Races were held in Dickinson’s Landing.  There was a race track. This was later bought by  rather a renowned horseman in this part of the country, who many of us remembered in Jimmy Conners. Jimmy had a stable, a boarding stable at the racetrack, which was equal distance from Dickinson’s Landing and Wales, right here along the graveyard road across  Hoople’s Creek and a little bridge, and up to the beautiful sand track. One horse he had, Gilbert Gratton, wouldn’t race unless an  old nanny goat was with him, standing right at the side of the track, wouldn’t go in the horse wagon unless the nanny goat went in first, wouldn’t go into his stall unless the nanny goat was in there, and wouldn’t start a race unless she was standing near the  starting line. One time, a new handler of the nanny goat had the goat at the starting line, Gilbert Gratton was off to a good start, but on the second lap, he glanced over and the young lad, with the nanny goat, had left.  So Gilbert Gratton just quit. That was  the end of the race for him, half way through.

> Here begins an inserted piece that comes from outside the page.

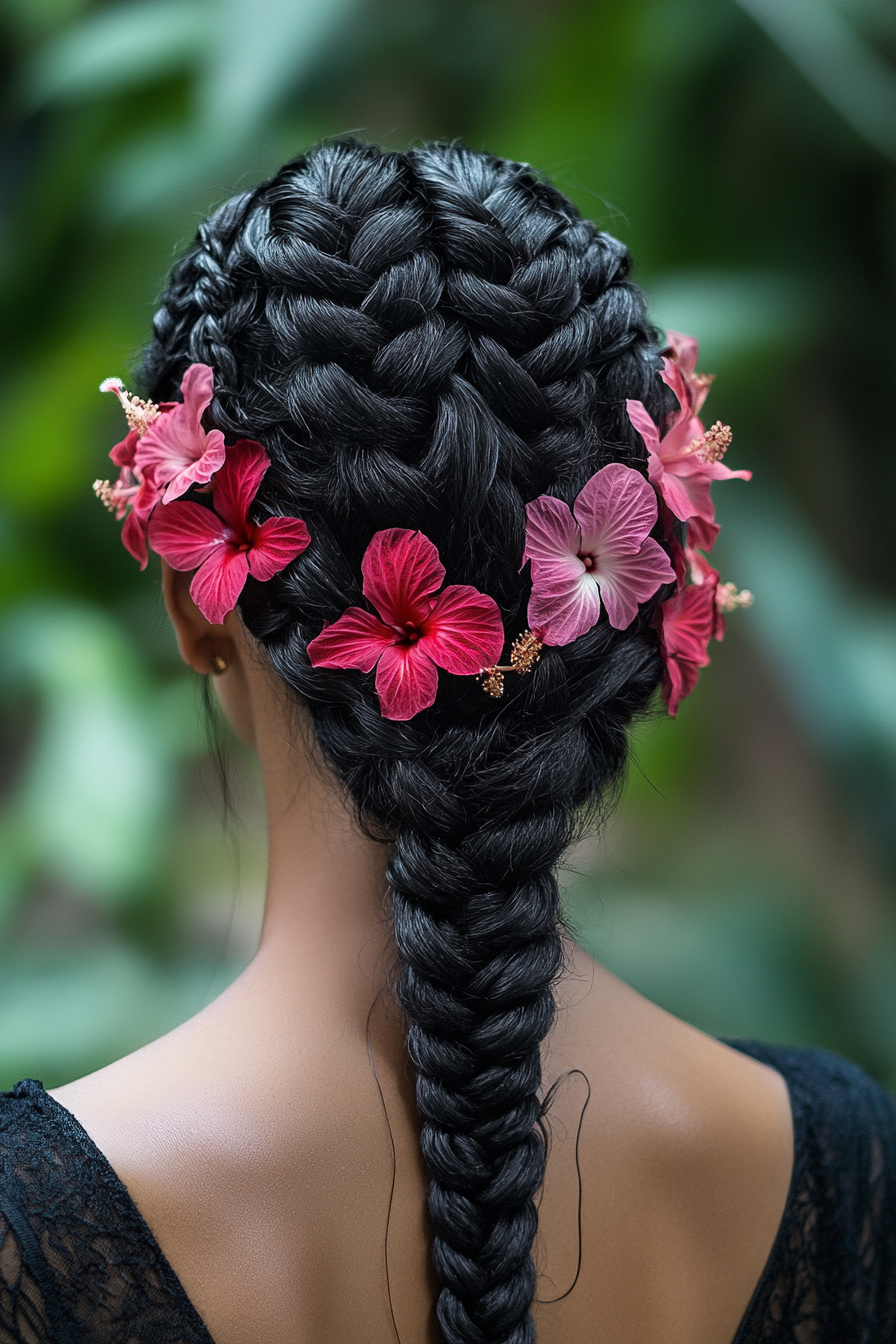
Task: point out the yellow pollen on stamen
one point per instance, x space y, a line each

Most of the recreation of Dickinson’s Landing was in the summer time, swimming, boating – many people could simply walk to the edge of the lot and there was the boat in the little wharf, and start the motor and away they’d go.  The proximity of the river accounts for so many of the people in Dickinson’s Landing being riverboat  men. Frank Dishaw, now retired here in Ingleside, was a riverboat  captain; Walter Mills, for many years, was Captain of the Canada Starch Co. ship. Dickinson’s Landing has all sorts of anecdotes; like so many anecdotes, unless one really does know the  people involved, the humour is often lost.  One thing I’ve always heard was Dickinson’s Landing was a great place for nicknames. The McFees, Alec, who was called Arctic or North,  because, of course, he was so frosty, and his brother was called Friday, because he was long and lean. Many people only remembered the village because it was a long skinny village, with a long name,  on your way to Montreal, or on your way to Toronto. There wasn’t really very much there to make anyone stop, but it was home  to many people until the year of the flood, 1958  A.D.